C’est bien simple, je déborde. La simple pénétration du doigt fait refouler vers ma raie une partie de la masse liquide, qui s’écoule rapidement sur la table pour former trois grosses tâches laiteuses. Inès m’informe que je devrais nettoyer mes cochonneries quand la séance sera terminée, mais elle ajoute un deuxième doigt au premier, ce qui libère encore plus de sperme. J’ai honte de salir et c’est le rouge aux joues que je gémis de plaisir lorsqu’elle enfonce un troisième doigt.



Estelle se leva et sorti du petit confessionnal. Dans la lumière grise de l’église, elle marcha rapidement vers la grande porte de la nef sous le regard réprobateur des trois grenouilles de bénitier qui attendaient pour la confession.


Une fois sur le parvis, elle sortit le petit dictaphone qu’elle gardait dans son sac à main et appuya sur le bouton Rewind. L’appareil émit le couinement caractéristique de la bande magnétique lue en retour rapide, comme s’il essayait de prononcer «zigouigoui » en verlan. Puis Estelle porta le boîtier à son oreille pour s’assurer de la qualité de l’enregistrement :


« …toutes…toutes les femmes … h… h…


  • — Oh mon père, je ne pense pas que ce soit mérité. Je pensais plutôt à une sorte de pénitence, peut être…
  • — Et bénites soient… tes entrailles…
  • — Amen.
  • — Salope…AaaaaaaaaAAAAARGGHHH !
  • — Mon pè… - CLICK ! »


Parfait ! Peut-être pas recevable devant un tribunal mais largement suffisant pour un pari entre amies. Après tout, on avait vu des « preuves » bien moins crédibles présentées devant les Nations Unies. C’est sa copine Marjorie qui allait être bien gentille maintenant. Estelle avait gagné son pari et Marjorie lui devait à présent un super restau. Ça lui apprendrait à lui lancer des défis idiots. Les prêtres sont tous pédés ou impuissants et même elle, Estelle, Reine des Garces toutes catégories, n’était pas capable d’en faire jouir un et d’en rapporter la preuve. Ah, ah ! Ridicule. Marjorie s’était sûrement imaginé qu’Estelle serait obligée de coucher avec un prêtre pour gagner, mais Estelle était plus futée que ça et elle ne « couchait » que si ça pouvait lui rapporter quelque chose.

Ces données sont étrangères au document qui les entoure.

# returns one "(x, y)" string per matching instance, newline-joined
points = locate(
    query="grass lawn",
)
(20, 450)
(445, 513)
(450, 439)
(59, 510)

D’ailleurs, à ce propos, Inès existait vraiment et était réellement la nouvelle directrice, mais son tempérament était bien moins tyrannique qu’Estelle n’avait bien voulu le présenter. C’était une femme aimable et très douce, mariée, deux enfants, très compétente mais qui affirmait difficilement son autorité. Elle représentait aussi le plus bel espoir de promotion rapide pour Estelle. Cette dernière savait parfaitement qu’elle serait capable de séduire Inès d’une manière ou d’une autre, même si cela signifiait faire sauter de sérieux tabous chez cette femme bourgeoise et certainement un peu coincée. Une fois la directrice dans son lit, les arcanes de la direction générale n’auraient pour elle plus de secrets et elle saurait en profiter au maximum.


En remontant dans sa voiture, elle détacha ses cheveux et ôta la petite chaîne en or que lui avait offerte sa marraine il y avait presque trente ans. En se regardant dans le rétro, elle se trouva mignonne, sans maquillage, mais pas question de sortir ce soir sans peintures de guerre. Elle arrangerait ça plus tard, se dit-elle. Il lui restait encore à passer se changer et à choisir le restaurant le plus cher de la ville. Elle pouffa en imaginant la tête de Marjorie quand elles écouteraient la bande toutes les deux. Elle pensa, amusée, qu’un décolleté plongeant, quelques rudiments de psychologie masculine et une bonne dose de culot étaient des armes redoutables entre les mains d’une jeune fille sans scrupules mais fraîche et avenante, à qui on donnerait le bon Dieu sans confession.